The White Sox have filed LaRoche's retirement paperwork, Colleen Kane of the Chicago Tribune reports. LaRoche took a few days to think it over after walking out over a dispute with GM Kenny Williams regarding how much time his son spent in the clubhouse. The paperwork has now been officially filed, and LaRoche issued a statement thanking his former managers, coaches and friends in the game for the memories throughout the course of his 12-year major league career.
LaRoche has told the White Sox that he's stepping away from baseball with the intent of retiring, Colleen Kane of the Chicago Tribune reports. Apparently, he will wait a few days before making the decision official, but LaRoche referred to the matter as a personal issue. Back soreness has slowed LaRoche this spring in the wake of a disappointing 2015 campaign with the White Sox, and he'll forgo the final year of the two-year, $25 million deal he signed in November of 2014 if he does in fact decide to call it a career in the coming days.

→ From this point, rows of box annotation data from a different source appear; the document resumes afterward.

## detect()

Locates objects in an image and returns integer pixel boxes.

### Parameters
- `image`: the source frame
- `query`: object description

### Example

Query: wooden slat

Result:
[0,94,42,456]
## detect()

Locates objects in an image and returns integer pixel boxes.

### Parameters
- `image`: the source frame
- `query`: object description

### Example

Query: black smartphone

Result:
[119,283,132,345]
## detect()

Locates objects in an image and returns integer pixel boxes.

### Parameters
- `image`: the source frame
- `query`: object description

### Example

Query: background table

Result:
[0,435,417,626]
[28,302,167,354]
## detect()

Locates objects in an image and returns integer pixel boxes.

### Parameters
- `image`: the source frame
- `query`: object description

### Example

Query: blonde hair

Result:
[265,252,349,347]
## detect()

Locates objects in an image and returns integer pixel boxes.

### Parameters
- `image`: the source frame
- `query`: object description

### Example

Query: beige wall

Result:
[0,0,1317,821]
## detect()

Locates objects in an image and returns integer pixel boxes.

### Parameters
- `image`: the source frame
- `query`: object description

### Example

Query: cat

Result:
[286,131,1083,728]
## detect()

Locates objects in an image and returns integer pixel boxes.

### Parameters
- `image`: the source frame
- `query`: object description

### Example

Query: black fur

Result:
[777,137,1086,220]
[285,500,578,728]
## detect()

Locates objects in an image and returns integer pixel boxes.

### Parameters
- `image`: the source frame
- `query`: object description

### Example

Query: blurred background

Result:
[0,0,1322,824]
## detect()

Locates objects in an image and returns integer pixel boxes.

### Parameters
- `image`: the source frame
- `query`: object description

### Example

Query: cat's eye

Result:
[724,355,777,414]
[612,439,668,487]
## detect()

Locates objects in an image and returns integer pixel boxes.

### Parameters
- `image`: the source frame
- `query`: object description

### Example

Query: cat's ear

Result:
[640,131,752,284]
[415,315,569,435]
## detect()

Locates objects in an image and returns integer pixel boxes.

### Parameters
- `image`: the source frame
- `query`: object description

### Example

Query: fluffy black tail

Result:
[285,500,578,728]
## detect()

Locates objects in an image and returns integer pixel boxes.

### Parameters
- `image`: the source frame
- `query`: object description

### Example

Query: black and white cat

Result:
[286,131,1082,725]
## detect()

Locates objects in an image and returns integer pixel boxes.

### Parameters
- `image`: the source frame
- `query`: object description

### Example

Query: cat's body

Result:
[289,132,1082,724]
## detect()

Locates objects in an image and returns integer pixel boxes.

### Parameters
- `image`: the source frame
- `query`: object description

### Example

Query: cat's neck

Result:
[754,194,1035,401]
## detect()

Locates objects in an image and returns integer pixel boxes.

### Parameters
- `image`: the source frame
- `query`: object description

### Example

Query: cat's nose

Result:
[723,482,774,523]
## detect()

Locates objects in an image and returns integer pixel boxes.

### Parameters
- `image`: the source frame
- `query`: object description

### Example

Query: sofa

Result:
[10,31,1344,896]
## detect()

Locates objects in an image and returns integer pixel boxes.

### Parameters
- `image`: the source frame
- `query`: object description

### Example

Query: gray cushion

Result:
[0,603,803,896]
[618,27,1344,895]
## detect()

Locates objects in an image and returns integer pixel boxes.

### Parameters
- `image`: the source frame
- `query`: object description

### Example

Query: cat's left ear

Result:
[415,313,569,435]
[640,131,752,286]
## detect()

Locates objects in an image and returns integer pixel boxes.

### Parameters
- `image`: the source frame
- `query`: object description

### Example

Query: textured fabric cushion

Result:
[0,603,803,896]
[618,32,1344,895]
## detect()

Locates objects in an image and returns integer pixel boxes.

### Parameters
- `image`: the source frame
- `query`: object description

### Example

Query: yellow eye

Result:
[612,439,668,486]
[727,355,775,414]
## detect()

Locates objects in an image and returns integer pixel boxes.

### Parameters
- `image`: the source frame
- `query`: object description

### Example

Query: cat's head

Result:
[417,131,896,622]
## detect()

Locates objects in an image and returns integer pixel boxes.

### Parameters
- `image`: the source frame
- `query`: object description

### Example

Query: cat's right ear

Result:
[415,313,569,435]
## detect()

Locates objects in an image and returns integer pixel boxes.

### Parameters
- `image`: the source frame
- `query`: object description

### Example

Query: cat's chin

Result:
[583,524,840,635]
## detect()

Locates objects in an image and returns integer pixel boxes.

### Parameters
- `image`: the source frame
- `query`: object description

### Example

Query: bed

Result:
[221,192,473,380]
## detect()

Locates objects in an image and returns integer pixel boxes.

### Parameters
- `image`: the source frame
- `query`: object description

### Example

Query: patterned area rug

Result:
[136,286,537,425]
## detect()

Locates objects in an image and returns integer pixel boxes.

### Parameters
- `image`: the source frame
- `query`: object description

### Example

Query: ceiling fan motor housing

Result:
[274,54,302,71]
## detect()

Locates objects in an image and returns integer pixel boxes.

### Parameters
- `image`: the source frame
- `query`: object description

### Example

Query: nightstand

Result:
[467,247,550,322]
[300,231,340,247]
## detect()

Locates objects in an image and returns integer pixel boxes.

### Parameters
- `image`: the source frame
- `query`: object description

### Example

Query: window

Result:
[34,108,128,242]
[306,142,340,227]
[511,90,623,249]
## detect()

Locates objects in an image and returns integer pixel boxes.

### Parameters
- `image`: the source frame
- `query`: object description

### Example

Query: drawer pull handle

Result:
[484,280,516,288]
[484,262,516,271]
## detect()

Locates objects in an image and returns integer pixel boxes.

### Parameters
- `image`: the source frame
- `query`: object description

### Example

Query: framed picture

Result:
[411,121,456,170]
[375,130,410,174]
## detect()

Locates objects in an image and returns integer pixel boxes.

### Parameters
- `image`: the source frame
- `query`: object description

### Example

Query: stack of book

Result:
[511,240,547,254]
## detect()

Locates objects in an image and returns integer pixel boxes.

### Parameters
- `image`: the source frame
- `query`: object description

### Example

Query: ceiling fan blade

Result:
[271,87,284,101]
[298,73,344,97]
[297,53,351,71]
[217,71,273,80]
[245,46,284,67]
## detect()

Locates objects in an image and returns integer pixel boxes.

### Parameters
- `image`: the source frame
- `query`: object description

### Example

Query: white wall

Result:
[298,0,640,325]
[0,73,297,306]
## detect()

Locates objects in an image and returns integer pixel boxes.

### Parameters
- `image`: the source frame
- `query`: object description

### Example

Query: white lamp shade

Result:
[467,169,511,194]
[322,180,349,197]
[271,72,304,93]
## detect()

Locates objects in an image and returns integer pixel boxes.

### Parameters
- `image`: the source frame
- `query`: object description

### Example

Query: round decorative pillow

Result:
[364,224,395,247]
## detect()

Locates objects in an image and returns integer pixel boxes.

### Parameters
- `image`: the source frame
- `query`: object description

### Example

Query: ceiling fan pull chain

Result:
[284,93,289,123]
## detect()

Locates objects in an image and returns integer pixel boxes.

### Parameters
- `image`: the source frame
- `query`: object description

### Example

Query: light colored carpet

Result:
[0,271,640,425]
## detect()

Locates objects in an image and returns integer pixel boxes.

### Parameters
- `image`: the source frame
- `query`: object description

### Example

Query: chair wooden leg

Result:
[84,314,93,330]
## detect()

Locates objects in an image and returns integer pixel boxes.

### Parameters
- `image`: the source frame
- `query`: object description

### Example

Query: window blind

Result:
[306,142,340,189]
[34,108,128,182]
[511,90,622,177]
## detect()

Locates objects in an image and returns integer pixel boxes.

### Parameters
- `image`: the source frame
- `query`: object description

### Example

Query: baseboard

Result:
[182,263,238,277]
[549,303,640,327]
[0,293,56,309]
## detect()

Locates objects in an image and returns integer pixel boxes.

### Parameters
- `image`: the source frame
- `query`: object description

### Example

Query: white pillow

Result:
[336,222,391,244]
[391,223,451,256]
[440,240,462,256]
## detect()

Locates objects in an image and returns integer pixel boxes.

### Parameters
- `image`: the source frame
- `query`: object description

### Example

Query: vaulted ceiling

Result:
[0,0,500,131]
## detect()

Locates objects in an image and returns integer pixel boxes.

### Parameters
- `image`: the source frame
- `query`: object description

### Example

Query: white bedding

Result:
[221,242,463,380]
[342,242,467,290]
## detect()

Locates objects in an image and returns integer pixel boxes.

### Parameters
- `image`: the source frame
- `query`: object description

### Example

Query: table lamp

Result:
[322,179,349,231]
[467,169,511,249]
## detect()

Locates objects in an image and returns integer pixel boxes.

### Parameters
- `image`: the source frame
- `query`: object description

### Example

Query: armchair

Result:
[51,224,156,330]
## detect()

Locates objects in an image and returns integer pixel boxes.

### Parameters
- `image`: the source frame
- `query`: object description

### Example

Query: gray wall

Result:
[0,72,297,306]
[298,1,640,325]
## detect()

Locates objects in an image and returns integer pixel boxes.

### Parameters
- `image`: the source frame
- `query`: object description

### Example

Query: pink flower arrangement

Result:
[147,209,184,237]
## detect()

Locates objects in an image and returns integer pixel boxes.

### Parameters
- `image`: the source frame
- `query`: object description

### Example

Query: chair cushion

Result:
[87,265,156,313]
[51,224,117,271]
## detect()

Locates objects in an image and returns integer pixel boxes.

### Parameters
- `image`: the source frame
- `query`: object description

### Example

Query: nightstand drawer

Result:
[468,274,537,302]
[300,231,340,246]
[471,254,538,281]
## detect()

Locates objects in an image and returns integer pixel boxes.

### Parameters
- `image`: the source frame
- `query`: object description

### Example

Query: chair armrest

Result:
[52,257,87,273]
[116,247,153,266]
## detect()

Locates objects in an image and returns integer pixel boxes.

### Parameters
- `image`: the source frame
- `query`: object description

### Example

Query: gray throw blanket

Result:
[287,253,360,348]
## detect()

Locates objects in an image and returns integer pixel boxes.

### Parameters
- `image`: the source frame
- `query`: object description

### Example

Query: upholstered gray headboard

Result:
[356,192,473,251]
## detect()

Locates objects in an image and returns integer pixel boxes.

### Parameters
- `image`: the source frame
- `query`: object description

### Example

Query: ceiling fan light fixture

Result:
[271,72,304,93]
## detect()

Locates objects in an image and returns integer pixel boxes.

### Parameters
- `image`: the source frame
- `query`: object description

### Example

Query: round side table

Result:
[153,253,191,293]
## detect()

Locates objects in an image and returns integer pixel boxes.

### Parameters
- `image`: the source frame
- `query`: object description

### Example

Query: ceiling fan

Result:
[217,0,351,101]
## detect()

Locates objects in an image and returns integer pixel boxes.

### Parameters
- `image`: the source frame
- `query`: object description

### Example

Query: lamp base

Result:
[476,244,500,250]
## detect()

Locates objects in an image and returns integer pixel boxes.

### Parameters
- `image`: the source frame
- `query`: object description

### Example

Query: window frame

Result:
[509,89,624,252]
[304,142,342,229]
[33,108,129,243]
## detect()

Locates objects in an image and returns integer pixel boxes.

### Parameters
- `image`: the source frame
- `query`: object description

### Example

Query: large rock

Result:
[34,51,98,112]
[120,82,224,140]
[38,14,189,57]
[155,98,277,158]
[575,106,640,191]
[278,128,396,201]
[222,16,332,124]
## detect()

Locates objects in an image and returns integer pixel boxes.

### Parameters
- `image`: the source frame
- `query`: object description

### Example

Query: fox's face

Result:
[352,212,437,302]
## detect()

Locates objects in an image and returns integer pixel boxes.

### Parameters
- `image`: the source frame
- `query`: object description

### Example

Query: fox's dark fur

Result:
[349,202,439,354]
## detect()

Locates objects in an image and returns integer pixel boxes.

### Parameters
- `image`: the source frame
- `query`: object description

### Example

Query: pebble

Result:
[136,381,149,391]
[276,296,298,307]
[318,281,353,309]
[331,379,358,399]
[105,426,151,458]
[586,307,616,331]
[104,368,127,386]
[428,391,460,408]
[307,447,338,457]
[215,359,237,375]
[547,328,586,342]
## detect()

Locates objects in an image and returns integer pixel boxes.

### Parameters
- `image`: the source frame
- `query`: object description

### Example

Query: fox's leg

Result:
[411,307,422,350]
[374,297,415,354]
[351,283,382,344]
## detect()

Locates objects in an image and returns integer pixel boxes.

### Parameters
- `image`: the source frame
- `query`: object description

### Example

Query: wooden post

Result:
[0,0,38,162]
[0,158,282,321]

LaRoche (back) said his swing is about 80 percent on Friday, the Chicago Tribune's Colleen Kane reports. He ran the bases, took groundballs and hit Friday, but it sounds like his back spasms are still limiting him at the plate. It is unclear when he will be able to return to the lineup, but it sounds like he is still at least a couple days away from being ready to face in-game pitching. He will have to earn at-bats this year, now that the White Sox have an excess of outfielders.
LaRoche (back spasms) was supposed to return to the White Sox's lineup Wednesday, but he will be out for a few more days, the Chicago Tribune reports. LaRoche was told at the beginning of camp that he will have to "earn" his at-bats this spring, but it is tough for him to earn them when he's stuck on the shelf. LaRoche may lose playing time this season anyway, with a crowded outfield likely to bleed into the DH slot.
LaRoche (back) could lose playing time in the wake of the team's signing of Austin Jackson on Sunday, the Chicago Tribune reports. While Laroche does not play the outfield, Jackson's arrival will push one of the club's corner outfielders to the DH slot on a more regular basis. Jackson's starts figure to come most frequently against left-handed pitchers, and LaRoche might have sat against those starters anyway (he had a .383 OPS against left-handed pitchers in 2015).